The csv folder contains four CSV files with the data used in the measurements. Each CSV is intended for a different set of measurements and there are some redundancies across them.

types.year.csv: It contains the creation/detection year and the type of sample for the 456 projects in the dataset:

  • name: Name of the sample.
  • year: The year when the sample was written or first spotted in the wild.
  • type: Type of malware sample (trojan, worm, virus, etc).

stats.per.project.language: It contains size stats broken down by language for all projects in the dataset.

  • name: Name of the sample.
  • language: Language to which the current rows refers to.
  • files: Number of language files.
  • blanks: Total number of blank likes in language files.
  • comments: Total number of commented lines in language files.
  • SLOC: Total count of source lines of code for language.
  • year: Year when the sample was written or first spotted in the wild.

stats.all.projects.csv: It contains size and cost metrics for all projects in the dataset.

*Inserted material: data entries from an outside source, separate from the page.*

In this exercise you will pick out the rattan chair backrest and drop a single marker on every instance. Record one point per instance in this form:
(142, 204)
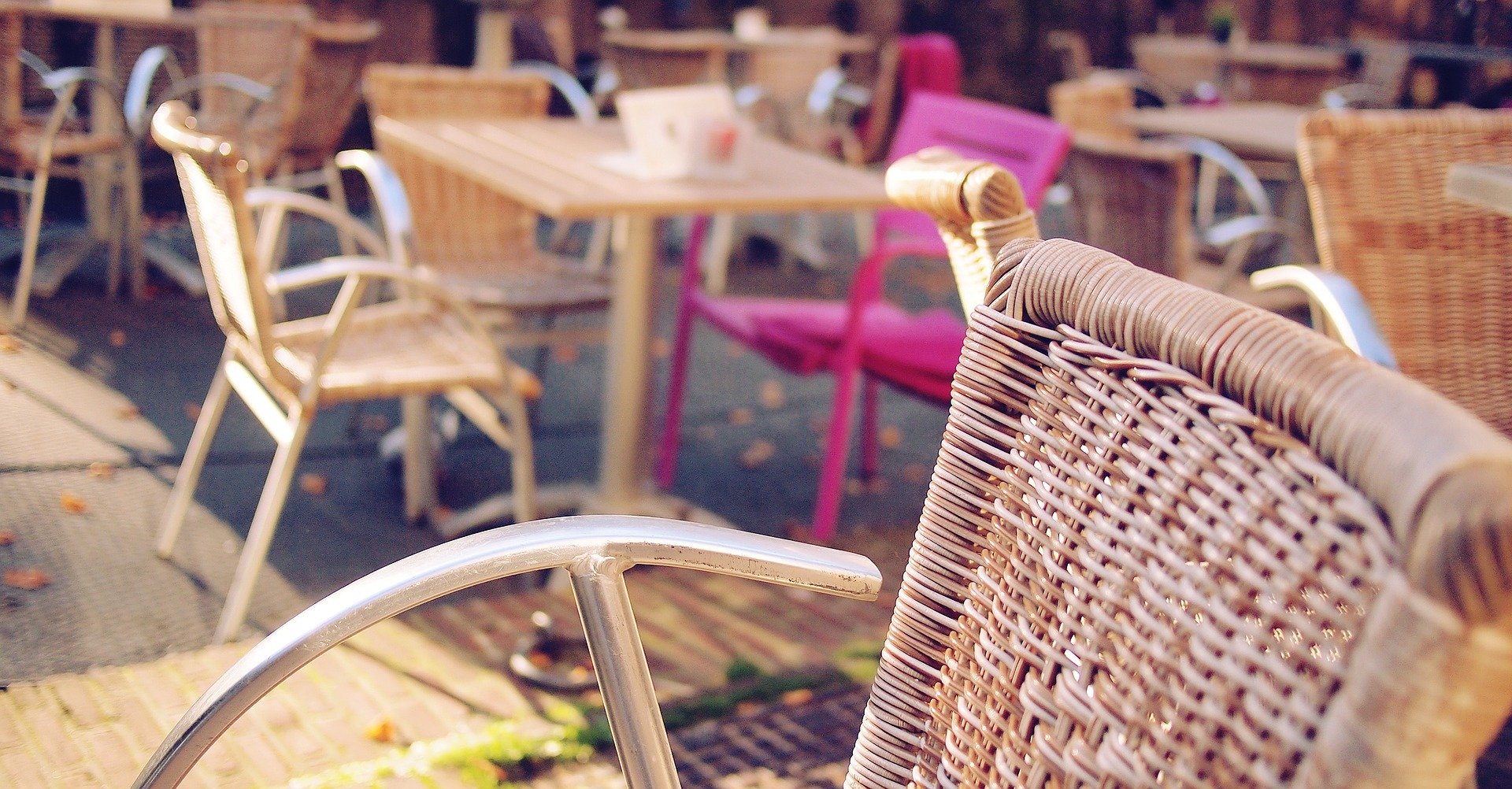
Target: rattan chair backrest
(1124, 185)
(213, 177)
(1434, 269)
(1173, 539)
(458, 221)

  • name: Name of the sample.
  • year: Year when the sample was written or first spotted in the wild.
  • langs: Number of different programming languages present in the sample.
  • total_files: Mumber of files in the sample, including all extensions.
  • total_blanks: Total number of blank likes in all source files.
  • total_comments: Total number of commented lines in all source files.
  • comment_ratio: Ratio between comments and SLOCS.
  • total_SLOC: Total number of source lines of code in all source files.
  • total_FP: Total number of unadjusted function points (obtained by backfiring from SLOCS).
  • CC_organic_effort: COCOMO effort estimation using organic coefficients (man/month).
  • CC_organic_time: COCOMO development time estimation using organic coefficients (months).
  • CC_organic_persons: COCOMO team size estimation using organic coefficients (people).
  • CC_semide_effort: COCOMO effort estimation using semi-detached coefficients (man/month).
  • CC_semide_time: COCOMO development time estimation using semi-detached coefficients (months).
  • CC_semide_persons: COCOMO team size estimation using semi-detached coefficients (people).
  • CC_embedded_effort: COCOMO effort estimation using embedded coefficients (man/month).
  • CC_embedded_time: COCOMO development time estimation using embedded coefficients (months).
  • CC_embedded_persons: COCOMO team size estimation using embedded coefficients (people).

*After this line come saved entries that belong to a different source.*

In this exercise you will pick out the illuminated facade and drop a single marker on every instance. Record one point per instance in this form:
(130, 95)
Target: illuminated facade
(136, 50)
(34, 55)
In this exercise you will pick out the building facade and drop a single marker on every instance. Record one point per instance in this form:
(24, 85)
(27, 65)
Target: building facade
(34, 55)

stats.projects.complete.csv: This CSV contains metrics for a subset of the main dataset: 143 projects for which we were able to compute the cyclomatic complexity and the maintainability index.

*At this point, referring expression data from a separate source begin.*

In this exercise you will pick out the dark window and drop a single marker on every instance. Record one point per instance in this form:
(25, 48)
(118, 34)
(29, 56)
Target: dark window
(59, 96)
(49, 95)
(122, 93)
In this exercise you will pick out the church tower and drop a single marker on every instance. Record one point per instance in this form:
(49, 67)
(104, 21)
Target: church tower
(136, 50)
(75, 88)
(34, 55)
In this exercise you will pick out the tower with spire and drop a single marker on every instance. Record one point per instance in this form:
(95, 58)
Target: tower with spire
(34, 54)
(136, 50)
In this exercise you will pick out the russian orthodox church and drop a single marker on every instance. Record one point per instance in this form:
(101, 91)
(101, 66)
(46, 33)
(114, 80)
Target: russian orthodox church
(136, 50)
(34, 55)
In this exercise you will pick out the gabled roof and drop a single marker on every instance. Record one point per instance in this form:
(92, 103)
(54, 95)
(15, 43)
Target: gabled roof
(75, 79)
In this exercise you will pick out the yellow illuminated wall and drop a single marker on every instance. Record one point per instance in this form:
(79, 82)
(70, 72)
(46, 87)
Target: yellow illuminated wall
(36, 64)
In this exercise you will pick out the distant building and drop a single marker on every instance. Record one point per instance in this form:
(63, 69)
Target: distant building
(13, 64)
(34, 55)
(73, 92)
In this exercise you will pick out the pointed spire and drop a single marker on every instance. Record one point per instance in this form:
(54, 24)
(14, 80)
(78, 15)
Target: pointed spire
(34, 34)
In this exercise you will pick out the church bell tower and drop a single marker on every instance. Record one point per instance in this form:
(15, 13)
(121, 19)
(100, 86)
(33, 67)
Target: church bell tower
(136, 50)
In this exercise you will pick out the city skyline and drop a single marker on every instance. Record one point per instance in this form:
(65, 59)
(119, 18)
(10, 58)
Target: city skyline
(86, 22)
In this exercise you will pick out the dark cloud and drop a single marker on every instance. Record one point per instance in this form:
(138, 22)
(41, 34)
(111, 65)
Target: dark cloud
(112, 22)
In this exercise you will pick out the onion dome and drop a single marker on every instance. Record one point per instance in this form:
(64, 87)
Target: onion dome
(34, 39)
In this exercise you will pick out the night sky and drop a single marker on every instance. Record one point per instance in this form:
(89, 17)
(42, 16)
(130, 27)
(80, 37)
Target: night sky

  • name: Name of the sample.
  • year: Year when the sample was written or first spotted in the wild
  • langs: Number of different programming languages present in the sample.
  • total_files: Number of files in the sample, including all extensions.
  • total_blanks: Total number of blank likes in all source files.
  • total_comments: Total number of commented lines in all source files.
  • comment_ratio: Ratio between comments and SLOCS.
  • total_SLOC: Total number of Source lines of code in all source files.
  • total_FP: Total number of unadjusted function points (obtained by backfiring from SLOCS).
  • CC_organic_effort: COCOMO effort estimation using organic coefficients (man/month).
  • CC_organic_time: COCOMO development time estimation using organic coefficients (months).
  • CC_organic_persons: COCOMO team size estimation using organic coefficients (people).
  • CC_semide_effort: COCOMO effort estimation using semi-detached coefficients (man/month).
  • CC_semide_time: COCOMO development time estimation using semi-detached coefficients (months).
  • CC_semide_persons: COCOMO team size estimation using semi-detached coefficients (people).
  • CC_embedded_effort: COCOMO effort estimation using embedded coefficients (man/month).
  • CC_embedded_time: COCOMO development time estimation using embedded coefficients (months).
  • CC_embedded_persons: COCOMO team size estimation using embedded coefficients (people).
  • avg_cyclomatic_complexity_per_function: Average cyclomatic complexity per function in this sample.
  • maitainability_index: Maintainability index for this project.